Correio do Povo, 16/11/2004 - Porto Alegre RS

Ensinos Médio e Técnico em foco

MEC propõe unificar estudos e facilitar acesso ao mercado. SEC não quer mudar e Smed já adota modelo. Decreto federal permite que a rede escolha a modalidade única ou distinta.

 

O Rio Grande do Sul não deverá assinar convênio com o Ministério da Educação (MEC) para se adaptar ao decreto presidencial 5.154, que permite matrícula única para o Ensino Médio e o Técnico nas redes de Educação. A afirmação é do superintendente da Educação Profissional da Secretaria Estadual da Educação (SEC), Martim Saraiva Barboza. A orientação às escolas é que não mudem os seus planos de curso enquanto não houver uma definição sobre o projeto de lei federal da Educação Profissional. Atualmente, o Estado possui 136 escolas com curso Técnico, que representam cerca de 26 mil matrículas em mais de dez modalidades, e uma com Médio, de 7 mil alunos formados por ano. 'Temos uma excelente estrutura e investimentos importantes nessa área, que é uma das prioridades do governo estadual', afirmou o superintendente. Apesar da orientação, disse que a SEC está consultando escolas. Segundo ele, a maioria ouvida até agora manifestou desejo de permanecer com matrículas distintas para o Médio e o Técnico. Se alguma escola optar por matrícula única, revelou que terá de alterar o plano de curso da escola e, como a questão da Educação Profissional está em discussão no Congresso, corre o risco de trabalho duplo. 'Além de aumentar o custo de manutenção dos cursos, haverá mais alunos e perda da questão vocacional do aluno, que terá de fazer o curso que a escola oferece.'

 

Em Porto Alegre, a situação é um pouco diferente. A coordenadora do Ensino Médio da Secretaria da Educação (Smed), Maribel Guterres, vê com simpatia a possibilidade que o decreto oferece, informando que as duas escolas com Educação Profissional, a Liberato Salzano Vieira da Cunha e a Emílio Meyer, já possibilitam aos alunos             matrícula única no curso Normal  (Magistério).
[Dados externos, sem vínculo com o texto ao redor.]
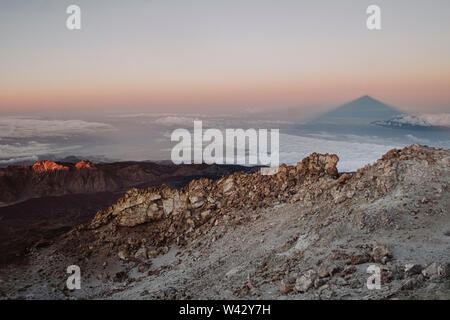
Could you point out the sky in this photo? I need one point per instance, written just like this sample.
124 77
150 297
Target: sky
221 56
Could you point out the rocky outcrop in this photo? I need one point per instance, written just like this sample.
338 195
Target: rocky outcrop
304 233
46 165
179 215
48 178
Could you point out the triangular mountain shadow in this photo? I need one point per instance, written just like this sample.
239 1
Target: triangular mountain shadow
362 110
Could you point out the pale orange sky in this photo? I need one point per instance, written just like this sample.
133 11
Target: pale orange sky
222 55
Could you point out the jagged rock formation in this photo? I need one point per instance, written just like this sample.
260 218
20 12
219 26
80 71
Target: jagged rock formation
185 213
48 178
306 232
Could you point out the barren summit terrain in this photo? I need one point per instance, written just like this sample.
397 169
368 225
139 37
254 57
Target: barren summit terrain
307 232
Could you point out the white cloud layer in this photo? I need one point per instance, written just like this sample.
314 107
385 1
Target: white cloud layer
12 127
30 151
352 155
441 119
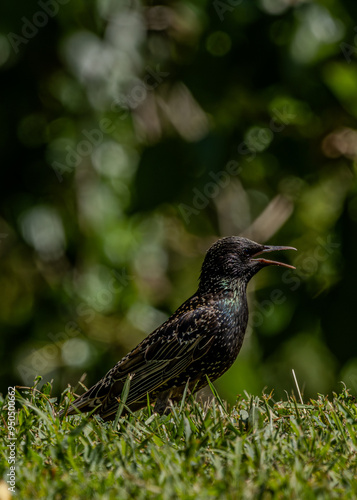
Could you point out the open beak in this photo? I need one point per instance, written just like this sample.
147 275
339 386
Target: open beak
267 262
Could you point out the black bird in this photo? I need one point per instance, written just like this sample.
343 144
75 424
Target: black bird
203 337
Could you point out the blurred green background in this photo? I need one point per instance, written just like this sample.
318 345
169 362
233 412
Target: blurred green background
134 135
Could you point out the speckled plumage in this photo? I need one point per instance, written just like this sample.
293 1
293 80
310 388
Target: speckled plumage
203 337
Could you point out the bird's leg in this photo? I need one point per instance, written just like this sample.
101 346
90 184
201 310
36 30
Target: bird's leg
161 401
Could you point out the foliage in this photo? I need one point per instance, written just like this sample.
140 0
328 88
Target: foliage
133 135
260 448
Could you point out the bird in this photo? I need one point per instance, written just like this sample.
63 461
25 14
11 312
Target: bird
201 339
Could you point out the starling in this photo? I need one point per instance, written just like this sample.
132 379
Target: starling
202 338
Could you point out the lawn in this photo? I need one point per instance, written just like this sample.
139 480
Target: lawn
259 448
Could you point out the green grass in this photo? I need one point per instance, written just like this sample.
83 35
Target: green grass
259 449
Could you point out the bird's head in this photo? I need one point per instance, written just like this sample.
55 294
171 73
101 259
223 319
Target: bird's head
235 259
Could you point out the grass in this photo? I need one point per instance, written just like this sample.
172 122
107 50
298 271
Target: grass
259 449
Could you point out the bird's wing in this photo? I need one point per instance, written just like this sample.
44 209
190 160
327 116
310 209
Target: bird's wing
162 356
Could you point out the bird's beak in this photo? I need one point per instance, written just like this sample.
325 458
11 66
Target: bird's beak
267 248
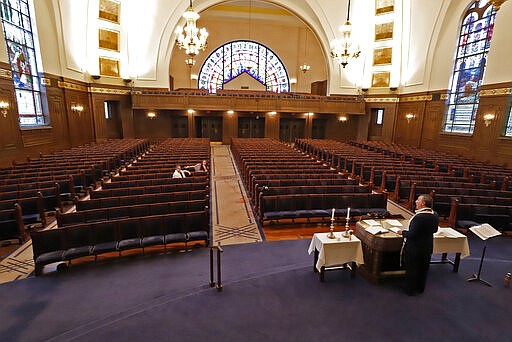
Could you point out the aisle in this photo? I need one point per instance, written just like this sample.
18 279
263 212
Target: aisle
232 217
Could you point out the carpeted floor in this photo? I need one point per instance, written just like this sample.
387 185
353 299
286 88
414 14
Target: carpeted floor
270 294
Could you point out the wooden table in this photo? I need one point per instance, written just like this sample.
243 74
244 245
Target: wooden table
382 252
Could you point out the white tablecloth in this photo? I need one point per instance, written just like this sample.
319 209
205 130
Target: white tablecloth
448 240
336 251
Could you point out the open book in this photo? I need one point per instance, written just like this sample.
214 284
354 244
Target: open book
371 222
484 231
376 230
394 223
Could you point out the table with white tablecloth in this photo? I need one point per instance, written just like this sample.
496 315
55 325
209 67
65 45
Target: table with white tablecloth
335 253
448 240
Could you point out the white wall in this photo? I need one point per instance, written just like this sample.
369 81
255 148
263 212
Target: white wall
68 39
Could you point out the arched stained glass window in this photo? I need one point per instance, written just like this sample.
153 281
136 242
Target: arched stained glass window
508 127
473 47
235 58
21 49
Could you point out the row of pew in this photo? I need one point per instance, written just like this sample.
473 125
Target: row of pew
33 189
465 192
138 207
286 184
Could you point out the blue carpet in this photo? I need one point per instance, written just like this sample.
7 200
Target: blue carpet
270 294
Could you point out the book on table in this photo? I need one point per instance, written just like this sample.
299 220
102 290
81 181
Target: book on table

Apontou que são oferecidas as duas possibilidades: com matrícula única, o curso tem duração de 4 anos e o aluno sai qualificado para disputar vaga no mercado; e com inscrições distintas para o Médio e o Técnico. Ao todo, são quase 2 mil alunos nas duas escolas e quatro modalidades (Contabilidade, Administração, Informática e Normal). O presidente do Sinepe (sindicato das escolas particulares do RS), Osvino Toillier, vê com ressalvas a mudança proposta pelo governo federal e espera que a medida não comprometa a qualidade do Ensino Técnico. O Conselho Estadual de Educação (CEEd) ainda não tem posição sobre as modificações, mas o vice-presidente, Lênio Mâncio, destacou que qualquer alteração nas escolas deve ser seguida de mudança no plano de curso do Ensino Médio.